+ Reply to Thread
Results 1 to 4 of 4

Thread: Project Organization -- How do you roll?

  1. #1
    Probably A Mammal
    Points: 14,712, Level: 78
    Level completed: 66%, Points required for next Level: 138
    bryangoodrich's Avatar
    Location
    Sacramento, California, United States
    Posts
    1,963
    Thanks
    223
    Thanked 422 Times in 389 Posts

    Project Organization -- How do you roll?



    I wanted to ask this question the other day. Since I'm collaborating on a project now, i thought this might serve a dual purpose then.

    What I'm asking is how do you set up your directory and approach project management? What works best for you? What works best for collaborating?

    I'm not going to say this is the way it has to be done, but I've found it works out very well. With the inclusion of RStudio and RProject files, this has become fantastic for me.

    Code: 
    Project Directory
    data
    documents
    scripts
    results
    This has always worked out for me. This basic structure covers everything I've had to deal with. The interior of these folders may be the same, say, 80% of the time, but it all depends on the project.

    For instance, maybe you have a lot of data. Then you're probably going to need a lot of substructure under your data folder. Maybe you want your data files grouped into file types (binary vs text), or maybe you want them grouped by topic (mortality data, exposure data, etc.).

    An aside here, I'm including in data, all data contained to that project. This doesn't mean you won't require other data, but I see two ways to handle this. Either this project is nested within a larger project folder, as in the project has sub projects, so each of them is an independent project but their parent folder maintains a "global data" folder or something. Alternatively is a non-nested structure. Then maybe you should keep a global data folder for any project in your workspace. I literally do all of my stuff from a "workspace" folder, so in that sense all projects are nested under my workspace and that global data folder serves the purpose I described (e.g., maybe I store GIS data that any project could use).

    Moving on, I recently found a nice way to organize my scripts.
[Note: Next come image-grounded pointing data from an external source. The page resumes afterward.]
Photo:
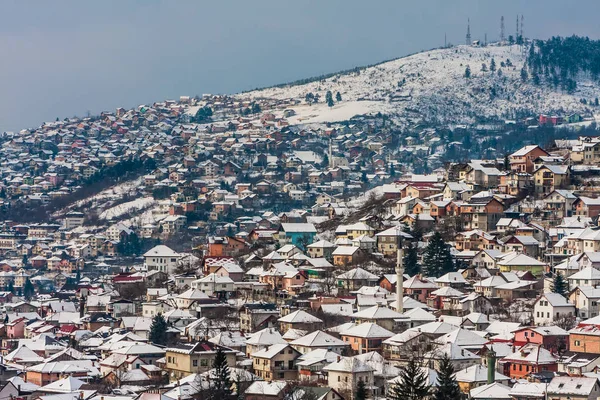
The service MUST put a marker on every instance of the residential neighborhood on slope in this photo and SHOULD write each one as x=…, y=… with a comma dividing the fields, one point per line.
x=211, y=248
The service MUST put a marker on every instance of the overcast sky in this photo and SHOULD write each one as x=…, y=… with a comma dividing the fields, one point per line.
x=62, y=58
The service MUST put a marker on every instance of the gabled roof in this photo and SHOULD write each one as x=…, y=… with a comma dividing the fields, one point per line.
x=300, y=316
x=318, y=339
x=368, y=330
x=348, y=364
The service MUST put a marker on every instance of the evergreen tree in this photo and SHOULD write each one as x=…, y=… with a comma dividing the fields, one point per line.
x=221, y=383
x=437, y=259
x=447, y=388
x=411, y=260
x=158, y=330
x=361, y=391
x=309, y=98
x=203, y=114
x=559, y=285
x=28, y=290
x=506, y=163
x=412, y=386
x=329, y=98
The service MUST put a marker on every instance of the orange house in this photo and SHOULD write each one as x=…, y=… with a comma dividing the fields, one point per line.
x=522, y=159
x=529, y=359
x=585, y=339
x=224, y=246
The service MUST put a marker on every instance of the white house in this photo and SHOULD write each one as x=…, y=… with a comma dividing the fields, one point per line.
x=550, y=307
x=161, y=258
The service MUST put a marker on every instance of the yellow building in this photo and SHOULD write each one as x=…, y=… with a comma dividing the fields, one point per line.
x=547, y=178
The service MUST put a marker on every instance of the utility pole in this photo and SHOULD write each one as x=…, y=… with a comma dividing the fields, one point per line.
x=399, y=273
x=468, y=38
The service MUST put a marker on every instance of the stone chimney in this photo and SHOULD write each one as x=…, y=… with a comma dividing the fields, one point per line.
x=491, y=361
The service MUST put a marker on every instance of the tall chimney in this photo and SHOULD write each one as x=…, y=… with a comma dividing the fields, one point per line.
x=399, y=277
x=491, y=361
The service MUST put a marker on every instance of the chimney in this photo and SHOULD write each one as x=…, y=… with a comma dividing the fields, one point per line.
x=399, y=278
x=491, y=361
I have common scripts just in the scripts folder (no subdirectories). Then I have two sets of other scripts: processing and support. Here processing includes a numbered and named sequence of processing tasks that are essential to the project. The first are always cleaning scripts that pull in the data and get it into production form for, say, regression analyses. Then I may also include here any image books I create to summarize data and other EDA related tasks.
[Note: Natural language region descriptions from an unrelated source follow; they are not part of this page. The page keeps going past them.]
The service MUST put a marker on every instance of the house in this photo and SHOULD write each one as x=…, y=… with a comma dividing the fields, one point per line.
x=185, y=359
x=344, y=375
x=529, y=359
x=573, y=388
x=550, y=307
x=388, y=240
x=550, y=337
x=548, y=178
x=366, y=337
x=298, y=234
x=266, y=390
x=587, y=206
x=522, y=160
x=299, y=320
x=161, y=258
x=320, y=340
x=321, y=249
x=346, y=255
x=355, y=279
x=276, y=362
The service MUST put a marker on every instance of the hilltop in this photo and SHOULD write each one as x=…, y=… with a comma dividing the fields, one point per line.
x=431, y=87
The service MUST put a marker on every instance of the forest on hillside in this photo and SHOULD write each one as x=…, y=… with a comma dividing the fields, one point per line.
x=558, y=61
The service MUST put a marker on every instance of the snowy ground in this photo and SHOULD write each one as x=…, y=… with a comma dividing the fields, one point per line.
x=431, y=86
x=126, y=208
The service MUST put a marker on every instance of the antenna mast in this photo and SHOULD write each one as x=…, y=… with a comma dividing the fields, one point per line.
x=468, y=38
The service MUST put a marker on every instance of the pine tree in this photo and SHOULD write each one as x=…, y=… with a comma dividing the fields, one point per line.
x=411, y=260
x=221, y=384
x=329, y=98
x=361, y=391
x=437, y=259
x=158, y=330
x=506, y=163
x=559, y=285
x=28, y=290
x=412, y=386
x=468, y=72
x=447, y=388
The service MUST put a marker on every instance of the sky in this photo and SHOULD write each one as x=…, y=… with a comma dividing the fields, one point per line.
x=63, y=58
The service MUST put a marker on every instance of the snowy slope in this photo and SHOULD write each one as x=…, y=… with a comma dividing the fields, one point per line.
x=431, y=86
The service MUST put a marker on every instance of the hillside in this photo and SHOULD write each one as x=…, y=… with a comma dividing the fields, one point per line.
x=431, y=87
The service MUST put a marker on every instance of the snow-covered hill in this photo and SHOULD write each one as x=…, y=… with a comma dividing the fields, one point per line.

    The support scripts include things like a function.r (in the R case) that simply store all the functions I use in the project. If I really wanted, I could run it and have my projects available, but usually I just keep it as a repository. I copy-paste functions to be used directly into the relevant script. All of my scripts clean up their environment when done, so those functions will be removed (so there's no cross-script calling problems).

    This folder also includes things like in my last project, I created linking tables. For example, I have a function called vlookup that works like Excel's vlookup command. This basically lets me recode something with

    Code: 
    x = transform(x, category = vlookup(category, recodeTable, 3))
    Here I just recoded the category field with a linking table using the 3rd column as the recode. It defaults to 2. It's a nice wrapper for match. The linking tables are an Rdata file in my data folder, but I wanted a way to reproduce them or adjust them as needed. That's all contained in a support script in the support folder. I'm sure you can imagine other instances where a function supports the project in these ways. Maybe you have other schemas for how to organize your scripts folder.
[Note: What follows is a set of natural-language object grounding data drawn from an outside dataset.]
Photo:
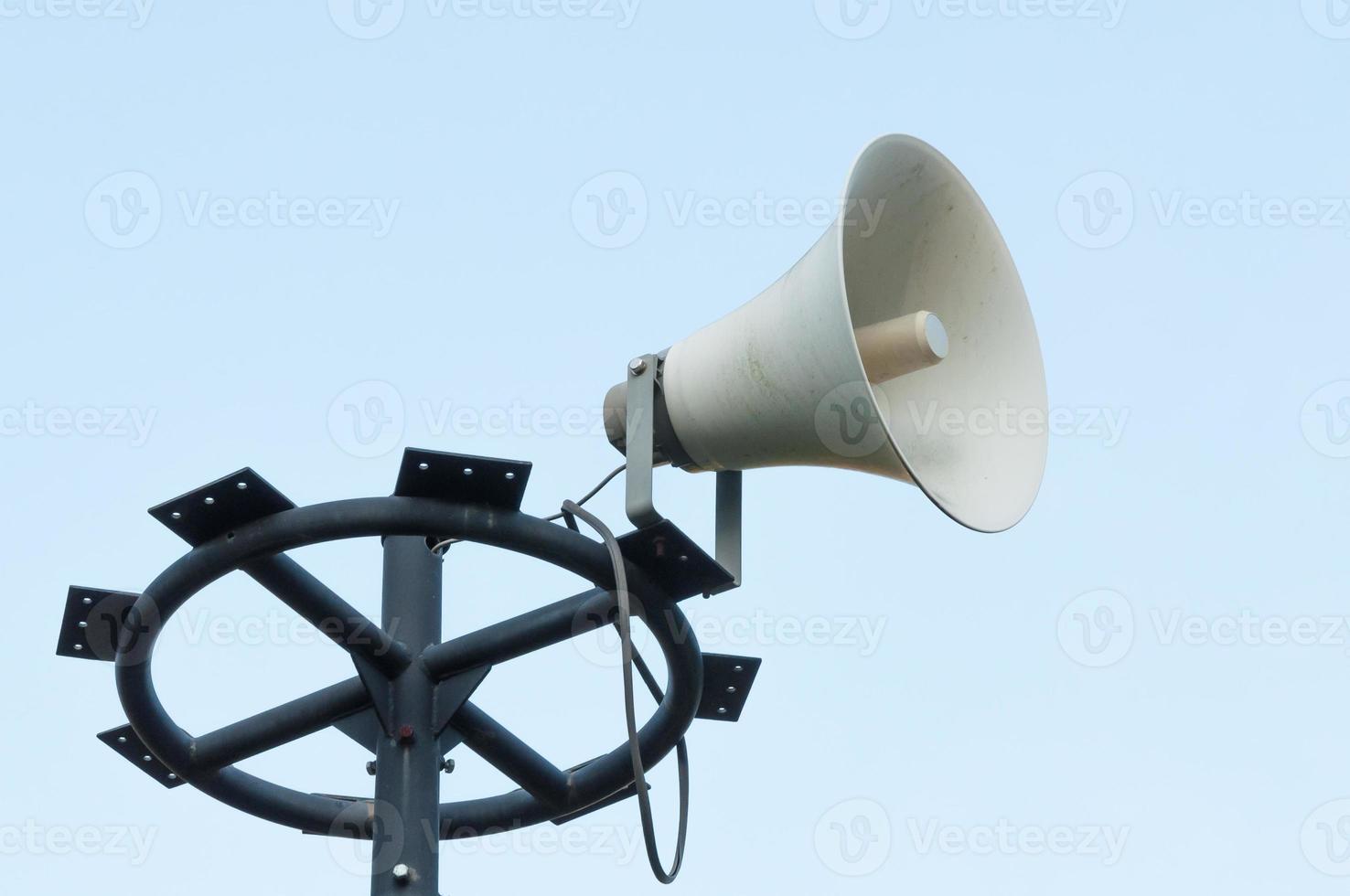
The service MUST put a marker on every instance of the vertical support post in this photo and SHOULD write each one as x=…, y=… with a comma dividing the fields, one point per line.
x=407, y=824
x=640, y=442
x=729, y=524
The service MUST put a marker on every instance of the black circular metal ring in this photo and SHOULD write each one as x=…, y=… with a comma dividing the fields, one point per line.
x=373, y=517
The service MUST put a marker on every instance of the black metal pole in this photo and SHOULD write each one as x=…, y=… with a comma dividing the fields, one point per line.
x=407, y=824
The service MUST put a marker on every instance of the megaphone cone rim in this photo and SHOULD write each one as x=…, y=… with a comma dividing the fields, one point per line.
x=972, y=196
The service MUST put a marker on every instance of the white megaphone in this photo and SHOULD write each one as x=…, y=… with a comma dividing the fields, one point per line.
x=901, y=345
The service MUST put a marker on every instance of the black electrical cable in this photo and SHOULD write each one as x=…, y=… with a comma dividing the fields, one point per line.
x=556, y=516
x=629, y=658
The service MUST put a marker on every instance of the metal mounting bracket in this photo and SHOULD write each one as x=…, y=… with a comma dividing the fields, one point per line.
x=640, y=447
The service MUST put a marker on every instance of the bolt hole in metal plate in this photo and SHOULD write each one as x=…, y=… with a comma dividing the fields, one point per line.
x=130, y=746
x=464, y=478
x=726, y=686
x=92, y=623
x=221, y=507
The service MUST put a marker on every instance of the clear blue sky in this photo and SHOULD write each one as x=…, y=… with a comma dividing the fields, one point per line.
x=224, y=224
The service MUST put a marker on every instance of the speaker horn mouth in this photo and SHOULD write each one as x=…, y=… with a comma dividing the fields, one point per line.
x=916, y=239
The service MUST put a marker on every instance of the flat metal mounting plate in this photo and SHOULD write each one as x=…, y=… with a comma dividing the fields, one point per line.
x=726, y=685
x=224, y=505
x=462, y=478
x=92, y=623
x=672, y=559
x=130, y=746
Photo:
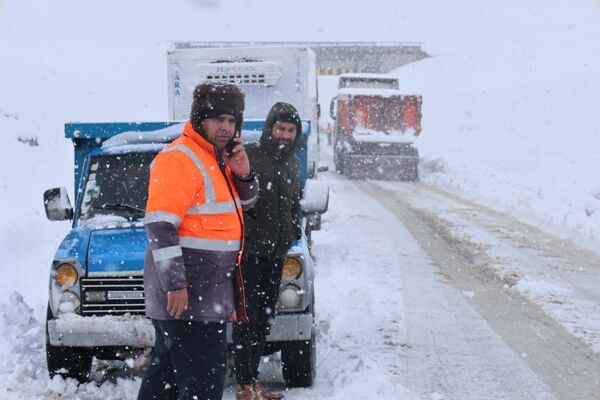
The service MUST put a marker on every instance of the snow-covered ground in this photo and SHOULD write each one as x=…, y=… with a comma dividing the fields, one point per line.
x=509, y=118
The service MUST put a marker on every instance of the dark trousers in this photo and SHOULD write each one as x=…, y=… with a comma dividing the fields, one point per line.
x=188, y=362
x=262, y=278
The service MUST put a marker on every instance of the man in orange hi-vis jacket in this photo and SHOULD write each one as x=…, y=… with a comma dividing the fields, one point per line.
x=193, y=283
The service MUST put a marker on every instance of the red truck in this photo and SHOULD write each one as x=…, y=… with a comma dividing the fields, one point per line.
x=375, y=128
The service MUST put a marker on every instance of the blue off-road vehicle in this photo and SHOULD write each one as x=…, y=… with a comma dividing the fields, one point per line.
x=96, y=293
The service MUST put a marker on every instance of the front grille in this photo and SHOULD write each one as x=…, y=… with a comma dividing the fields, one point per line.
x=112, y=296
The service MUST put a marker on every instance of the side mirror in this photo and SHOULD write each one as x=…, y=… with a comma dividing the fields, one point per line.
x=332, y=108
x=57, y=204
x=316, y=197
x=311, y=169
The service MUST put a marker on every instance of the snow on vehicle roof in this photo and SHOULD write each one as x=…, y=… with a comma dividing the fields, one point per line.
x=368, y=76
x=382, y=92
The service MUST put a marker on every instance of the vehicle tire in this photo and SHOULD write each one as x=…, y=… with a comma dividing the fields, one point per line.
x=68, y=362
x=299, y=362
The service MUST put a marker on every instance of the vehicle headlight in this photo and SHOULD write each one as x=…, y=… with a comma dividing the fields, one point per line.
x=68, y=303
x=292, y=268
x=290, y=296
x=66, y=275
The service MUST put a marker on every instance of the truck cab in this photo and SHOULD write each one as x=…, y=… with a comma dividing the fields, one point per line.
x=96, y=295
x=375, y=128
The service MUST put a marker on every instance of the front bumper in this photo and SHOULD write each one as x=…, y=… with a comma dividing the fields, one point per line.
x=138, y=332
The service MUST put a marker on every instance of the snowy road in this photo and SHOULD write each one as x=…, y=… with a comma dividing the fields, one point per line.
x=420, y=294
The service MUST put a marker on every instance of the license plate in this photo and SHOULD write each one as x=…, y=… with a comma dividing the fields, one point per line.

    The documents folder is obvious. This could include literature or just documentation. I usually put a README in my project directory (and sometimes in other folders to talk about its contents), but more thorough and detailed stuff (e.g., recording your hours spent on the project) can go in this folder.

    The results folder is also self-explanatory. It stores all of your output that isn't necessarily going to be reused in the project. I usually put all of my images into a pdf (image book), but when I don't, I'll usually create an images folder here and drop images in that folder. The equivalent to the image book would be to create a folder in the images folder for all those related images. Much easier to avoid both folders and have one pdf!

    Closing Remarks

    Like I said, none of this is set in stone. I just have found this to be a good way to manage projects. It's efficient and organized. It lets me really understand a project when I go back to it even weeks after not touching it and pick right back up pretty well. Even better is when you're coming back to such a project after months or years!

    As I alluded to, there are ways to adjust things. For instance, maybe you want to include a separate folder for your literature review outside of the documents folder or maybe you want to create separate script folders for different languages. Maybe you should include a library or bin folder to store libraries your programs require (thinking of C programming here) or applications to be used in your project. You might have a considerable project that you want to include a sub-project. I talked about this nested structure before, but how does that fit into an actual project (not just sub-directories like those under my workspace)?

    Do you think there's better ways to approach this? What things do you find important in managing your projects? Share here so we can all learn to be more productive in what we do! My experiences and approaches are due to my experience and the tools I use. Certainly other people doing other things using other tools may find my approach lacking in some areas or need refinement in others.

    Discuss!

  2. #2
    TS Contributor
    Points: 6,685, Level: 53
    Level completed: 68%, Points required for next Level: 65
    Lazar's Avatar
    Location
    Sydney
    Posts
    673
    Thanks
    111
    Thanked 167 Times in 152 Posts

    Re: Project Organization -- How do you roll?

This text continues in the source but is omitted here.